Re: [HACKERS] WIP: BRIN bloom indexes

Поиск
Список
Период
Сортировка
От Sokolov Yura
Тема Re: [HACKERS] WIP: BRIN bloom indexes
Дата
Msg-id 94c173b54a0aef6ae9b18157ef52f03e@postgrespro.ru
обсуждение исходный текст
Ответ на [HACKERS] WIP: BRIN bloom indexes  (Tomas Vondra <tomas.vondra@2ndquadrant.com>)
Ответы Re: [HACKERS] WIP: BRIN bloom indexes  (Tomas Vondra <tomas.vondra@2ndquadrant.com>)
Список pgsql-hackers
On 2017-10-19 23:15, Tomas Vondra wrote:
> Hi,
> 
> The BRIN minmax opclasses work well only for data where the column is
> somewhat correlated to physical location in a table. So it works great
> for timestamps in append-only log tables, for example. When that is not
> the case (non-correlated columns) the minmax ranges get very "wide" and
> we end up scanning large portions of the tables.
> 
> A typical example are columns with types that are inherently random (or
> rather non-correlated) like for example UUIDs, IP or MAC addresses, and
> so on. But it can just as easily happen even with simple IDs generated
> from a sequence.
> 
> This WIP patch implements another type of BRIN index, with "summary"
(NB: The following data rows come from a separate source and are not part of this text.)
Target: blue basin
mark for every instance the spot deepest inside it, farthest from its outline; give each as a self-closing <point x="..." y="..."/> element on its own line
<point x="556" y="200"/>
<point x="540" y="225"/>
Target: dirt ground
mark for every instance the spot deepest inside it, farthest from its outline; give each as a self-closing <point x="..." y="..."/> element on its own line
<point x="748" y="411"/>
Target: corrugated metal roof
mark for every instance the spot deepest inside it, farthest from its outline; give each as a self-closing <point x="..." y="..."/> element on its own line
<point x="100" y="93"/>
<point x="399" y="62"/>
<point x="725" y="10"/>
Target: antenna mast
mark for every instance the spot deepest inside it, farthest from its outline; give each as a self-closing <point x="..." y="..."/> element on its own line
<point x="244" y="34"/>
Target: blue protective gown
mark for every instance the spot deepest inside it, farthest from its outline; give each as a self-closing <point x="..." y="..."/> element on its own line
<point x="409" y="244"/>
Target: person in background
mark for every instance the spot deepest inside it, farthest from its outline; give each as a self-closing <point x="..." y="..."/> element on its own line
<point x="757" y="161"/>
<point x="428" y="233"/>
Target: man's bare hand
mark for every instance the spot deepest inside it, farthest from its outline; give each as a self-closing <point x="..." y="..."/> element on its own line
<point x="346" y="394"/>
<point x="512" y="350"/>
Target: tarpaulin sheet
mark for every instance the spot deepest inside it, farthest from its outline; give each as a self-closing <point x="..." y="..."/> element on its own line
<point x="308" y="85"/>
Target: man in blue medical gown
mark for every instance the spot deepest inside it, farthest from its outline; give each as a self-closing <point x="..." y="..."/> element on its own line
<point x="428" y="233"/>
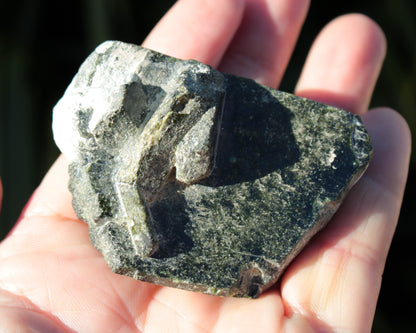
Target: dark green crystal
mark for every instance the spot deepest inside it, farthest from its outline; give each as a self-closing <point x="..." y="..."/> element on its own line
<point x="201" y="180"/>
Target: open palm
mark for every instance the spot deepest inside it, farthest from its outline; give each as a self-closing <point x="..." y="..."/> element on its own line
<point x="53" y="280"/>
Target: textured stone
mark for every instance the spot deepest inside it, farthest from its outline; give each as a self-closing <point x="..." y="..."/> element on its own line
<point x="195" y="179"/>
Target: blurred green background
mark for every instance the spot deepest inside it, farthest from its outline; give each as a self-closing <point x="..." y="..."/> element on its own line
<point x="43" y="42"/>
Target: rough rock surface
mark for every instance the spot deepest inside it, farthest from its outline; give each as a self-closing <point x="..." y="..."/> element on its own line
<point x="195" y="179"/>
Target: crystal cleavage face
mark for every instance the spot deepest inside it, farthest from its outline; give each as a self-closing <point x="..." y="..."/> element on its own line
<point x="200" y="180"/>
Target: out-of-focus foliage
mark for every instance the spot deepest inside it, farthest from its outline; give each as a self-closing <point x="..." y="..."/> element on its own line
<point x="42" y="43"/>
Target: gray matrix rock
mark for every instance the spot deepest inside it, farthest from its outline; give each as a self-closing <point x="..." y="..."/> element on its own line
<point x="195" y="179"/>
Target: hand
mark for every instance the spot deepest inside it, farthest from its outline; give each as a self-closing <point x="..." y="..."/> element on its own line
<point x="53" y="280"/>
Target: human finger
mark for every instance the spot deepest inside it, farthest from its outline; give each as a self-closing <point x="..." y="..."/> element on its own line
<point x="336" y="280"/>
<point x="344" y="63"/>
<point x="52" y="197"/>
<point x="197" y="29"/>
<point x="265" y="40"/>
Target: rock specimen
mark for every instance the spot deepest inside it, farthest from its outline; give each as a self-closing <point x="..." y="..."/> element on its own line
<point x="195" y="179"/>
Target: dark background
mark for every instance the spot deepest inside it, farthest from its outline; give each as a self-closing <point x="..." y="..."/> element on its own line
<point x="43" y="42"/>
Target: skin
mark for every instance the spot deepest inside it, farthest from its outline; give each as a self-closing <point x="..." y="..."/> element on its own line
<point x="53" y="280"/>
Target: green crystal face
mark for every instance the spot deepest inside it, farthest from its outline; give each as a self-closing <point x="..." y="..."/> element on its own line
<point x="195" y="179"/>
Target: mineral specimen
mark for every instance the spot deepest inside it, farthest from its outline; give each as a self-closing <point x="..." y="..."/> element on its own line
<point x="195" y="179"/>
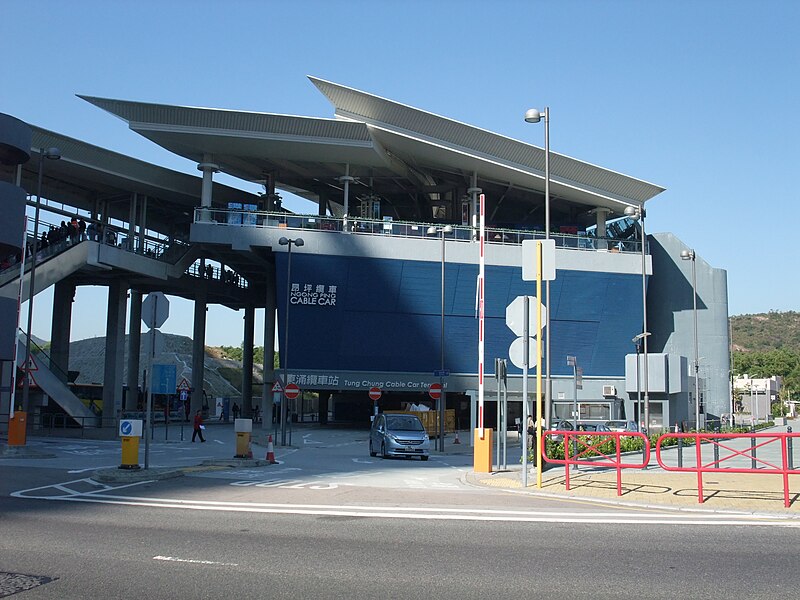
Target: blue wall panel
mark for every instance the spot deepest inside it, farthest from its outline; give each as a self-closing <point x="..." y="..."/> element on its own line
<point x="386" y="316"/>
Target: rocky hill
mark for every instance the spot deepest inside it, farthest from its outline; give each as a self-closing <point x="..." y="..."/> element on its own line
<point x="222" y="376"/>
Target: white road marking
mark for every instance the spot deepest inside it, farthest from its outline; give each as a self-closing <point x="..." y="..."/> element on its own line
<point x="194" y="561"/>
<point x="92" y="469"/>
<point x="420" y="513"/>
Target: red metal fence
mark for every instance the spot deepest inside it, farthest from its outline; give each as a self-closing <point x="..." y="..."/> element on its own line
<point x="717" y="443"/>
<point x="588" y="451"/>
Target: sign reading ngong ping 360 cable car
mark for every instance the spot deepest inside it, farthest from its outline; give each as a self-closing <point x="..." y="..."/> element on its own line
<point x="311" y="294"/>
<point x="355" y="381"/>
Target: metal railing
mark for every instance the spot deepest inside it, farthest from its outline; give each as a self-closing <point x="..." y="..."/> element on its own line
<point x="165" y="251"/>
<point x="589" y="448"/>
<point x="733" y="459"/>
<point x="405" y="229"/>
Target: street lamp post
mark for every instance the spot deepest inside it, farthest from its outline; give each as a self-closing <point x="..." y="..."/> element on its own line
<point x="533" y="115"/>
<point x="443" y="397"/>
<point x="690" y="255"/>
<point x="284" y="408"/>
<point x="637" y="342"/>
<point x="637" y="213"/>
<point x="51" y="154"/>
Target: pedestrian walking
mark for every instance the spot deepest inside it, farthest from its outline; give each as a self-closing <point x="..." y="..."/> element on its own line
<point x="198" y="426"/>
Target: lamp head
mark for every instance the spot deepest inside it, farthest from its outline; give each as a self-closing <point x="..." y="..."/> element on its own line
<point x="532" y="115"/>
<point x="632" y="213"/>
<point x="52" y="153"/>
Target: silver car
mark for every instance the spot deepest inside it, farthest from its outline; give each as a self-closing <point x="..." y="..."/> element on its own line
<point x="398" y="435"/>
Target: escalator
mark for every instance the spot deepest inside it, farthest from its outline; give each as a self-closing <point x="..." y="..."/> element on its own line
<point x="51" y="381"/>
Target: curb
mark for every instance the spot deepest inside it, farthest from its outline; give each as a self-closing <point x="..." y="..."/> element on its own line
<point x="7" y="451"/>
<point x="160" y="473"/>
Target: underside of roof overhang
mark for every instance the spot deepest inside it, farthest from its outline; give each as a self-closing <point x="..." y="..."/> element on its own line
<point x="408" y="159"/>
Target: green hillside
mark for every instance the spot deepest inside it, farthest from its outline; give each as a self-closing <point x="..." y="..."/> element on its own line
<point x="768" y="344"/>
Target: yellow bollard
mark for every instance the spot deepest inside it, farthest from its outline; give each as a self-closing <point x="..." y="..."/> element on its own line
<point x="17" y="434"/>
<point x="243" y="428"/>
<point x="483" y="451"/>
<point x="242" y="444"/>
<point x="130" y="430"/>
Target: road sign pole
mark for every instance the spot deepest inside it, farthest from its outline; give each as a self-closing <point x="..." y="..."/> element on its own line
<point x="149" y="410"/>
<point x="499" y="430"/>
<point x="525" y="355"/>
<point x="538" y="364"/>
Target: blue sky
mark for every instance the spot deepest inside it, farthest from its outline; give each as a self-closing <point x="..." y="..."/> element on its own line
<point x="700" y="97"/>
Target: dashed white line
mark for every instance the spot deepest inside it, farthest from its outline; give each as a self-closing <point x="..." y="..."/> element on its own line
<point x="194" y="561"/>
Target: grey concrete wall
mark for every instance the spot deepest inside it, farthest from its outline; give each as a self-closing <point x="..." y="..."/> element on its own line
<point x="671" y="317"/>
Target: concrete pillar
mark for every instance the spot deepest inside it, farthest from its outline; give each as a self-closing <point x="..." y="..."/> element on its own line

> being represented by a bloom filter. So instead of building [min,max]
> range for each page range. The index is of course larger than the
> regular "minmax" BRIN index, but it's still orders of magnitude smaller
> than a btree index.
> 
> Note: This is different from the index type implemented in the "bloom"
> extension. Those are not related to BRIN at all, and the index builds a
> bloom filter on individual rows (values in different columns).
> 
> BTW kudos to everyone who worked on the BRIN infrastructure and API. I
> found it very intuitive and well-documented. Adding the new opclass was
> extremely straight-forward, and
> 
> 
> To demonstrate this on a small example, consider this table:
> 
>     CREATE TABLE bloom_test (id uuid, padding text);
> 
>     INSERT INTO bloom_test
>     SELECT md5((mod(i,1000000)/100)::text)::uuid, md5(i::text)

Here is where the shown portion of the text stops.